A request to ?filter=identifiers.id:10.1/x,cites:https://example.org/1 fills [[constraints]] and [[federation]]. Slot names are arbitrary; they only need to match the [[...]] placeholders in the operation’s #sparql. A template containing @@ directives triggers multi-source execution, so a parameter can reach a second endpoint without editing the spec. A key absent from the config is rejected; a key mapped to an empty slot map is accepted and adds no constraint.

Each parameter names its own config in its own handler, so one operation can drive several parameters from different files. The {{value}} placeholder is replaced with the filter value as received. Write the SPARQL delimiters you need directly in the template, such as "{{value}}" for a string literal or <{{value}}> for an IRI.

A slot can also select its template from the value, which validates the value against the listed set:

product_type:
  constraints:
    literature: "?product a ex:Article ."
    dataset: "?product a ex:Dataset ."

Overriding built-in parameters#

If a custom parameter has the same name as a built-in query parameter (filter, sort, require), the built-in behavior is disabled for that operation.

Format converters#

The #format field in an operation registers custom output formats. Each entry maps a format name to a function in the addon module, with an optional media type as a third comma-separated field.

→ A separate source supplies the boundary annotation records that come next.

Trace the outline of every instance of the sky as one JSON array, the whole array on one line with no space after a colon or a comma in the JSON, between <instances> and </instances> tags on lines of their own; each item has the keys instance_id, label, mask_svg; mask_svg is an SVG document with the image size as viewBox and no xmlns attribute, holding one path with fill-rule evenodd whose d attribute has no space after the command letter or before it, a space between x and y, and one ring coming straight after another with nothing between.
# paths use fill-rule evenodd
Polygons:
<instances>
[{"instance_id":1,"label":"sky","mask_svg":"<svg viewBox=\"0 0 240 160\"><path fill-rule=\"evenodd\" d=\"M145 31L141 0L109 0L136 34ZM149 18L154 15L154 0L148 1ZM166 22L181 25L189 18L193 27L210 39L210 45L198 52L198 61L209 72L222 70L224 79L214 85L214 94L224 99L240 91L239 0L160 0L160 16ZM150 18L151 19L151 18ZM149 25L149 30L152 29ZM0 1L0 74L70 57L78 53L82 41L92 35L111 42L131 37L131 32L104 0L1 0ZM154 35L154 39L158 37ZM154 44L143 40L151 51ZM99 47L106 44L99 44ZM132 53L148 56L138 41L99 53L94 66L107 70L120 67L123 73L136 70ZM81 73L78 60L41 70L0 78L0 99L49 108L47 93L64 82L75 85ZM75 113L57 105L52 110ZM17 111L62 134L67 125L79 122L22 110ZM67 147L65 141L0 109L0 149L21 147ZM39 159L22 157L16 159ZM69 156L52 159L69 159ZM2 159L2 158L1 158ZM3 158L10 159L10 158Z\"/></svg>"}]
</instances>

#format xml,to_xml;turtle,to_turtle

The third field declares the media type for that format. It is reported in the OpenAPI document and used for content negotiation: a custom format is selectable via the Accept header, and listed in the OpenAPI response content, only when it declares a media type.

#format skg_if,to_skg_if,application/ld+json

Without the third field a custom format is still reachable through ?format= and -f, but it has no media type, so it is not Accept-negotiable and does not appear in the OpenAPI response content.

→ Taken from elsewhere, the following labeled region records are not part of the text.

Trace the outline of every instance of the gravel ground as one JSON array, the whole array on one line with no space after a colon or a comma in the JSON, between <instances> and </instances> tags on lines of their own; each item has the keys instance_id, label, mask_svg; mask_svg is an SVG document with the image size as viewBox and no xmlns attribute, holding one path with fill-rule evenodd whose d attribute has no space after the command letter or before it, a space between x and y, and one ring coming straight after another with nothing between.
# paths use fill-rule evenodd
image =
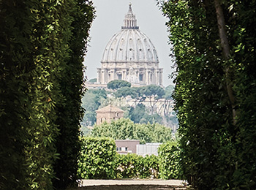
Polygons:
<instances>
[{"instance_id":1,"label":"gravel ground","mask_svg":"<svg viewBox=\"0 0 256 190\"><path fill-rule=\"evenodd\" d=\"M180 180L83 180L82 186L113 185L162 185L183 186L184 181Z\"/></svg>"},{"instance_id":2,"label":"gravel ground","mask_svg":"<svg viewBox=\"0 0 256 190\"><path fill-rule=\"evenodd\" d=\"M80 187L70 190L185 190L179 180L83 180Z\"/></svg>"}]
</instances>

The function receives the result as a CSV string and a request_url keyword argument:

def to_xml(csv_string, request_url=""):
    return xml_output

request_url is the absolute request URL, built from the API’s #base and the request path with its query string. When page and page_size are present, the URL includes them as-is (e.g., https://example.org/products?page=1&page_size=10).

Custom formats can change the number of entities in the output, for example by collapsing multiple CSV rows into a single object. Because of this, RAMOSE cannot determine the correct total item count or page boundaries in advance. When a custom format is configured, RAMOSE passes the full result set to the converter without slicing. The converter is responsible for counting entities, validating page bounds, slicing to the requested page, and embedding pagination metadata in the output.

These formats become available via ?format= in the query string and -f on the CLI.

Default format#

By default, operations return JSON when neither a ?format= parameter nor an Accept header selects a format. The #default_format field overrides this for a specific operation:

#format skg_if,to_skg_if
#default_format skg_if

With this configuration, requests that do not select a format use the to_skg_if converter. Clients can still request other formats explicitly (e.g., ?format=csv or ?format=json).

The value must be a format name registered in #format or one of the built-in formats (csv, json).

When #default_format is set to a custom format, the “Result fields type” section is not shown in the HTML documentation. The output structure of a custom converter typically does not match the tabular columns declared in #field_type, so displaying them would be misleading. The #field_type field is still required: it controls column selection, ordering, and type casting internally.